И вот вспыхнула елка, Артуру подкатили трехколесный велосипед, Джин принялась развязывать коробки с подарками. «О! — в восторге вскрикивала она, открывая гостинцы,— какая прелесть!» Все, что купил Сидней Л. Хафф в магазинах дамской одежды, очень понравилось генеральше, она аккуратно повесила вещи в шкаф с таким видом, что не сегодня завтра выйдет в обновке на променад или в театр. Закрыв дверцу, она сказала: «Босс (на людях она обращалась к мужу «мой генерал»), они великолепны. Огромное спасибо».

Однако новые платья так и остались висеть. Пришлось собираться в дорогу. Старший по зданию на Калле Виктория в Интрамуросе передал офицерам штаба, ближайшим помощникам Макартура, распоряжение — через четыре часа быть готовым к отъезду на остров Коррехидор, взять с собой, кроме боевого снаряжения, комплект постельного белья, чемодан. Собиралось и семейство Макартуров. Они уходили от японцев. Поэтому перед дверью номера Джин велела поставить вазы, подаренные японским императором Артуру Макартуру. Для вещей с собой миссис Макартур выбрала из множества сумок, баулов, чемоданов тот, на котором была наклейка (памятки о местах, где останавливались Макартуры) «Нью Гранд отель, Иокогама» (в 1945 году именно в этом городе, именно в этом отеле перед подписанием капитуляции Японии остановился Д. Макартур). Может быть, она боялась, что в дороге встретятся японские солдаты (такая ситуация абсолютно не исключалась, дальнейшие события подтвердили это), и, подобно вазам, наклейка на чемодане могла сыграть роль охранной грамоты. А может быть, потому, что это она напоминала о счастливых днях свадебного путешествия. Первым делом Джин уложила акции, ценные бумаги... [186]

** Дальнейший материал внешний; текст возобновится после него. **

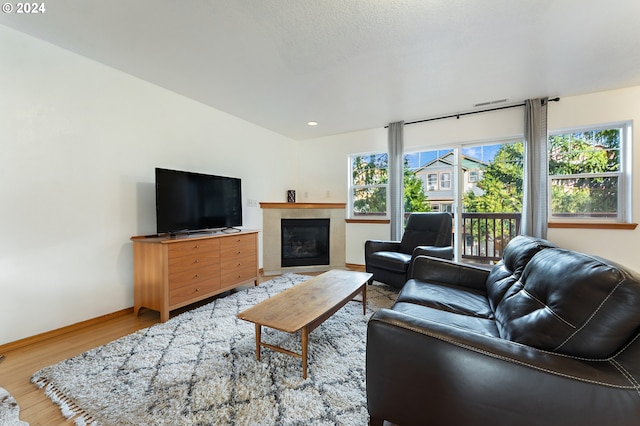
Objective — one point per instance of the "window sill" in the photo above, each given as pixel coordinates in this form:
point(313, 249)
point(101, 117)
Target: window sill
point(583, 225)
point(377, 221)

Наступили печальные для всех минуты. В гостинице «Манила», присев на чемодан и взяв за руку Артура, Джин с грустью в последний раз посмотрела на елку. Они вышли, захлопнув дверь, еще раз поправили вазы так, чтобы четко и сразу можно было прочитать «Мапухито — Артуру Макартуру»{9}. Только на улице Джин вспомнила про награды супруга. Она побежала обратно, собрала ордена, медали Д. Макартура и завернула их в полотенце.

В Интрамуросе лихорадочно готовились к эвакуации. Жгли официальные бумаги, подписывались приказы об уничтожении складов с горючим и боеприпасами. Наконец Макартур принялся за рабочий стол. Он убирал его так же, как убирала в шкаф свои новые платья Джин — будто завтра утром снова придет в кабинет. Закончив, главнокомандующий вышел, сел в «кадиллак». По пути заехал за женой, сыном, няней Артура А Чу и Хаффом. В порту его ожидали Кэсон с родственниками и еще примерно сто человек. Причалил пароходик «Дон Эстебан». Макартур поднялся на борт последним. Однако сигнал «Полный вперед!» не последовал, ждали еще чего-то. Наконец показалась цепь грузовиков под усиленной охраной — это привезли слитки филиппинского золота и серебра. Но вот ящики на борту, и пароход отвалил от причальной стенки. Стоял обычный тропический вечер.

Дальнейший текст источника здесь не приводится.